Although robustness can be improved by a number of techniques listed above, there are still some limitations based on the end system requirements which are induced by these different kinds of noise. Some of these are listed below:
Solving limitations due to noise
- Multiple tuning efforts are needed especially if noise levels are in between noise and finger thresholds. If there is a need to support multiple models across a platform – for example, having 25 different TV models – multiple tuning efforts are needed.
- Noise which was not accounted for in the design stage but occurs in the production stage can cause field failures.
Advanced auto-tuning algorithms address both of the limitations mentioned above arising from different kinds of noise by dynamically adjusting compensation to match changing model and environmental conditions. Automatically adjusting baseline and thresholds also speeds system design and achieves a constant SNR of 5:1 to optimize sensor performance.
- Multiple tuning efforts needed – Auto-tuning adjusts thresholds dynamically for different noise environments. In Figure 5, Design A and Design B have different noise levels. Based on the dynamic threshold adjustment, a minimum SNR of 5:1 is maintained. This allows seamless transition from one model to another with minimal or no tuning required.
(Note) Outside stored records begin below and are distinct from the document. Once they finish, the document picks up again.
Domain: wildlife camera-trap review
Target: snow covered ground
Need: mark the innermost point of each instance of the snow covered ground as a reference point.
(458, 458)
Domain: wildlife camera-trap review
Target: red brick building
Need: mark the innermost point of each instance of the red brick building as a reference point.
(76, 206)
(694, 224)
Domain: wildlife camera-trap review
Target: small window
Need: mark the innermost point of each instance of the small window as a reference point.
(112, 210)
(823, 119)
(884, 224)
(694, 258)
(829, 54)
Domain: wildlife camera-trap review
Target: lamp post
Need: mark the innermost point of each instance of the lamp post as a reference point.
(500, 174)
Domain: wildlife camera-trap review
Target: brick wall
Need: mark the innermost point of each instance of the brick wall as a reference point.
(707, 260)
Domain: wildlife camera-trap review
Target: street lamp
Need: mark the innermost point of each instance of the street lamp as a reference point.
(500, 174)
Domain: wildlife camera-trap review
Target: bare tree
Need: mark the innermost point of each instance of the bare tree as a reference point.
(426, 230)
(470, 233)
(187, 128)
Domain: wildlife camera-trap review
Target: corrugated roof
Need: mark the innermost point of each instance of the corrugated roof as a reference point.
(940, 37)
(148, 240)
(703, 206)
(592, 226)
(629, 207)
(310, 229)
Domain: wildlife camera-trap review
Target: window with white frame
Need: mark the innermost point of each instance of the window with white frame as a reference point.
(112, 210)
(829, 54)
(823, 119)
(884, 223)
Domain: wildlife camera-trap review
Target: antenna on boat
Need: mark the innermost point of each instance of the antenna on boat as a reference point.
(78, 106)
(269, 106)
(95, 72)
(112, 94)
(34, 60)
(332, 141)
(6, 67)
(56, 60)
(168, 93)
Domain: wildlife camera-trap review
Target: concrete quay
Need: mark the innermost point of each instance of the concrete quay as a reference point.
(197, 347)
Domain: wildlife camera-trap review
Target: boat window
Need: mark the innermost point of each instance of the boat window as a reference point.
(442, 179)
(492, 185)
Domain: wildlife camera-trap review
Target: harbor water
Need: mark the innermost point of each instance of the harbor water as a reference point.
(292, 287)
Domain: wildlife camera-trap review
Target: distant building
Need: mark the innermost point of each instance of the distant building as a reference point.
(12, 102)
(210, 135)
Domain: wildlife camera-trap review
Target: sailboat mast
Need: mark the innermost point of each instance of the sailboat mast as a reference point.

- Noise spike post production – Auto-tuning also compensates for noise spikes that occur during production which may not have been seen during the design stage (see Figure 6). This powerful feature avoids false button presses rather than having to go through a failure analysis for a mass production design.
Figure 5: Different noise levels in Designs A and B being compensated automatically.
Figure 6: Noise spikes automatically taken care of avoiding false presses.
User interface and industrial design are the central driving forces behind creating and improving most of today's consumer electronic products. With this in mind, manufacturers are focusing on innovative techniques such as capacitive sensing for replacing space-consuming buttons and switches. Recent advances in capacitive sensing technology have not only brought down the expense of touch sensors to the point where they are cost-effective to implement in a wide range of consumer products, but also enable robust performance. Using the technologies and techniques presented here, it is possible to implement a robust capacitive sensing method in harsh noisy environments, making capacitive touch sensors a practical alternative to mechanical components.